Spaniards living abroad who intend returning to Spain for the festive period will not be exempt from the obligation to present a negative PCR test. Manuel Muñoz, secretary of state for Spain Global, says that discrimination in testing "doesn't make epidemiological sense".
The obligation applies to travel from countries considered to be at risk, which means a 14-day incidence of 150 or more cases per 100,000. Muñoz explains that the determining factor is the risk in the country of origin. Control measures have to be harmonised, and the PCR requirement, he adds, has been established by the health ministry based on scientific criteria.
On antigen tests, Muñoz observes that if these were to be improved so that the level of sensitivity is raised, it would be "very likely" that they would be requested instead of PCRs. "At the moment, the evidence does not recommend doing so." There are meetings each week at EU level at which the capacity of tests and their mutual recognition are assessed. "The general consensus is that antigen tests do not have sufficient sensitivity to replace PCRs."
Antigen tests, Muñoz continues, give "more false negatives" with asymptomatic people. These people have lower viral load and they are "precisely the cases that were not emerging" from ordinary visual and temperature controls prior to November 23 (which was when the PCR requirement came into effect).

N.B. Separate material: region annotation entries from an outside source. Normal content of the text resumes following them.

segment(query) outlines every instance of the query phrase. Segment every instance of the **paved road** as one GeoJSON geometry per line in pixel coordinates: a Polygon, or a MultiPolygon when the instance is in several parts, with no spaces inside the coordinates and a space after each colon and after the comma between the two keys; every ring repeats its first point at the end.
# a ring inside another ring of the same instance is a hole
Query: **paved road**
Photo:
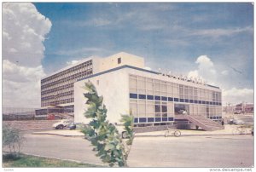
{"type": "MultiPolygon", "coordinates": [[[[81,137],[26,134],[23,152],[102,163],[81,137]]],[[[253,137],[186,136],[137,137],[130,167],[251,167],[253,164],[253,137]]]]}
{"type": "Polygon", "coordinates": [[[64,137],[49,135],[26,134],[22,152],[102,164],[101,159],[91,151],[90,143],[82,137],[64,137]]]}
{"type": "Polygon", "coordinates": [[[137,138],[131,167],[252,167],[253,137],[187,136],[137,138]]]}

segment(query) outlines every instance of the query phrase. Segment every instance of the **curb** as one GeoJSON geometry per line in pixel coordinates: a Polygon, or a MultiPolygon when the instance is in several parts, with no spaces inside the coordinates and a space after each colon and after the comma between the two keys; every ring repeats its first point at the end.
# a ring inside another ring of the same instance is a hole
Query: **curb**
{"type": "Polygon", "coordinates": [[[54,133],[32,133],[32,135],[57,135],[62,137],[84,137],[84,135],[61,135],[54,133]]]}
{"type": "MultiPolygon", "coordinates": [[[[32,135],[57,135],[57,136],[62,136],[62,137],[84,137],[84,135],[60,135],[60,134],[53,134],[53,133],[32,133],[32,135]]],[[[246,134],[246,135],[248,135],[251,134],[246,134]]],[[[214,136],[214,135],[234,135],[233,134],[207,134],[207,135],[181,135],[180,137],[183,136],[214,136]]],[[[135,137],[165,137],[164,135],[135,135],[135,137]]],[[[168,137],[174,137],[174,136],[168,136],[168,137]]]]}
{"type": "MultiPolygon", "coordinates": [[[[104,168],[104,164],[102,163],[90,163],[90,162],[84,162],[84,161],[79,161],[79,160],[74,160],[74,159],[67,159],[67,158],[55,158],[55,157],[50,157],[50,156],[43,156],[43,155],[38,155],[38,154],[32,154],[32,153],[24,153],[25,155],[31,155],[31,156],[35,156],[35,157],[40,157],[40,158],[53,158],[53,159],[58,159],[58,160],[62,160],[62,161],[71,161],[71,162],[75,162],[75,163],[87,163],[90,165],[98,165],[102,167],[98,168],[104,168]]],[[[95,167],[88,167],[88,168],[95,168],[95,167]]]]}

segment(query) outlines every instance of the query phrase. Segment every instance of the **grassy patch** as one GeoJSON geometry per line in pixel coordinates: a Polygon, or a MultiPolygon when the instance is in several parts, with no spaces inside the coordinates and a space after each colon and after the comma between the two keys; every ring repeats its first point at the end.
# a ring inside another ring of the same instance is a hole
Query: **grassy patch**
{"type": "Polygon", "coordinates": [[[21,154],[19,157],[9,154],[3,155],[3,167],[102,167],[99,165],[64,161],[55,158],[41,158],[21,154]]]}

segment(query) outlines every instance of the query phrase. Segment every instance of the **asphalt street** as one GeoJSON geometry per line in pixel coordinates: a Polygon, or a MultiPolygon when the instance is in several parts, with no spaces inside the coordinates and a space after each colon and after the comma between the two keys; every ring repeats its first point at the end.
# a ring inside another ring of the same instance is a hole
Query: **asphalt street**
{"type": "Polygon", "coordinates": [[[132,167],[252,167],[253,138],[252,135],[137,138],[128,164],[132,167]]]}
{"type": "MultiPolygon", "coordinates": [[[[102,164],[82,137],[26,134],[21,152],[102,164]]],[[[252,135],[136,137],[130,167],[252,167],[252,135]]]]}

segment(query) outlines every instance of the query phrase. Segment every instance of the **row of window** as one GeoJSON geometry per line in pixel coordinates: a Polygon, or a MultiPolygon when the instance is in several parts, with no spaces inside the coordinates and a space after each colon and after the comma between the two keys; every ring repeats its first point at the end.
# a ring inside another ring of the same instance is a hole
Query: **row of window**
{"type": "Polygon", "coordinates": [[[68,91],[73,91],[73,83],[69,83],[67,85],[61,86],[59,88],[55,88],[46,91],[41,91],[42,97],[49,95],[55,95],[61,93],[66,93],[68,91]]]}
{"type": "Polygon", "coordinates": [[[84,62],[80,65],[78,65],[76,66],[73,66],[72,68],[65,70],[63,72],[61,72],[55,75],[52,75],[47,78],[42,79],[41,83],[47,84],[49,83],[57,81],[60,78],[66,78],[67,77],[69,77],[70,75],[73,75],[73,73],[79,72],[91,69],[91,68],[92,68],[92,60],[90,60],[89,61],[84,62]]]}
{"type": "Polygon", "coordinates": [[[72,83],[76,82],[78,79],[83,78],[84,77],[88,77],[92,74],[92,69],[87,70],[74,75],[72,75],[70,77],[58,79],[56,81],[52,81],[47,84],[41,84],[41,89],[44,90],[44,89],[49,89],[51,88],[58,87],[61,85],[66,85],[67,83],[72,83]]]}
{"type": "Polygon", "coordinates": [[[217,105],[221,106],[219,102],[205,101],[205,100],[196,100],[189,99],[179,99],[177,97],[166,97],[158,95],[137,95],[134,93],[130,93],[131,99],[140,99],[140,100],[164,100],[164,101],[175,101],[175,102],[184,102],[184,103],[195,103],[195,104],[206,104],[206,105],[217,105]]]}
{"type": "Polygon", "coordinates": [[[41,102],[41,106],[55,106],[60,104],[66,104],[66,103],[73,103],[74,100],[73,98],[69,98],[62,100],[44,100],[41,102]]]}
{"type": "MultiPolygon", "coordinates": [[[[214,117],[208,117],[210,119],[219,120],[222,117],[214,116],[214,117]]],[[[165,123],[165,122],[174,122],[176,121],[174,118],[135,118],[134,123],[165,123]]]]}
{"type": "Polygon", "coordinates": [[[130,110],[134,117],[172,118],[175,115],[221,116],[222,106],[213,105],[183,104],[159,100],[130,99],[130,110]]]}
{"type": "Polygon", "coordinates": [[[41,100],[64,100],[67,98],[73,98],[73,91],[68,91],[68,92],[65,92],[65,93],[61,93],[58,95],[49,95],[49,96],[45,96],[41,98],[41,100]]]}
{"type": "Polygon", "coordinates": [[[221,92],[130,75],[130,92],[181,99],[221,102],[221,92]]]}

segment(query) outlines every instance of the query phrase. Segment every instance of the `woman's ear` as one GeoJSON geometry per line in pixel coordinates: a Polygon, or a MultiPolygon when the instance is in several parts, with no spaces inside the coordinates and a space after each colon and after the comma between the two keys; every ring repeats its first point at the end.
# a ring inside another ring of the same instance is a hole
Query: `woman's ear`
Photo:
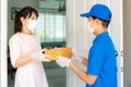
{"type": "Polygon", "coordinates": [[[20,20],[21,20],[22,24],[24,24],[24,23],[25,23],[24,17],[21,17],[20,20]]]}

The Marea Granate Spanish group of emigrants believes that travelling to Spain this Christmas will be a "luxury" for those who can afford a PCR test. The obligation, in this group's opinion, "is a disguised border control that will financially segregate those who can enter the country". There are governments, such as the Danish, which are allowing their residents to enter without presenting proof.
Muñoz insists that the government is trying to "facilitate the situation as much as possible" for Spaniards wishing to return. If there are "additional measures" which can be adopted, they will be. But whatever the measures, "they cannot reduce the protection against the risk of contagion, especially now that there are higher incidence rates in other countries". He defends the current system as it is the "least harmful and least burdensome" for travellers, while other countries are imposing quarantines or a mix of test and self-isolation. In this regard, he mentions the example of the UK.
For some Spanish travellers, however, they would prefer having the "flexibility" of being able to opt for quarantine if something goes wrong and the result of the PCR test doesn't arrive on time, rather than risking a fine of up to 6,000 euros.